2.4 Fringe Stopping and Complex Correlator

With the Earth rotation, the cosine term of Eq.2.22 modulates the correlator output quasi-sinusoidaly with a natural fringe rate of

 

$$\nu_{LO} d\tau_g/dt \simeq \Omega_{earth} {\rm b} \nu_{LO} /c$$ (2.27)

which is of order of 10 Hz for b= 300 m baselines and $\nu_{LO} = 100$ GHz, or 2'' angular resolution (since the fringe rate only depends on the effective angular resolution).

The fringe rate is somewhat too high for simple digital sampling of the visibility. An exception is VLBI (because there is no other choice), although the resolutions are < 1mas. The usual technique is to modulate the phase of the local oscillator $\Phi_{LO}$ such that $\Phi_{LO}(t) = 2\pi\nu_{LO}\tau_g(t)$at any given time. Then

$$r_r = A_o \vert V\vert {\rm cos}(\pm 2 \pi \nu_{IF}\Delta\tau - \Phi_V)$$ (2.28)

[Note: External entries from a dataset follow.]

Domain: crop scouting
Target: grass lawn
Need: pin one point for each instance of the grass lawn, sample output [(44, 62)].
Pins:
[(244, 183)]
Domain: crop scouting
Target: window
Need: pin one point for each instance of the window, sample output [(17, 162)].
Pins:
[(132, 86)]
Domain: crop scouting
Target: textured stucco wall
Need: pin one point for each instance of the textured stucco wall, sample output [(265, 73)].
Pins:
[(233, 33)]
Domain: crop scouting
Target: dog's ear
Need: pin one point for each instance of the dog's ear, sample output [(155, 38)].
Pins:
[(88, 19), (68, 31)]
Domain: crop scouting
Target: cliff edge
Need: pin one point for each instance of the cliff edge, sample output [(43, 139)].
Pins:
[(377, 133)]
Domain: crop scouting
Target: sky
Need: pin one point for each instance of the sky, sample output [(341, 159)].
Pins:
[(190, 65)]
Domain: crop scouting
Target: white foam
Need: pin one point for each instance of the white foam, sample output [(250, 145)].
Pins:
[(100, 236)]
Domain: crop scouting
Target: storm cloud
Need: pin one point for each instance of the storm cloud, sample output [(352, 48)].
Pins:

(with the + sign for USB conversion, and the - sign for LSB conversion), is a slowly varying output, which would be constant for a point source at the reference position (or delay tracking center). This process is called Fringe Stopping. After fringe stopping, we can no longer measure the amplitude |V| and the phase $\Phi_V$ separately. A second correlator, with one signal phase shifted by $\pi/2$ becomes necessary. Its output is

$$r_i = A_o \vert V\vert {\rm sin}(\pm 2 \pi \nu_{IF}\Delta\tau - \Phi_V)$$ (2.29)

With both correlators, we measure directly the real r_r and imaginary r_i parts of the complex visibility r. The device is thus called a ``complex'' correlator.

Note:

A delay tracking error $\Delta\tau$ appears as a phase slope as a function of frequency, with

$$\Phi(\nu_{IF}) = \pm 2 \pi \nu_{IF} \Delta\tau$$ (2.30)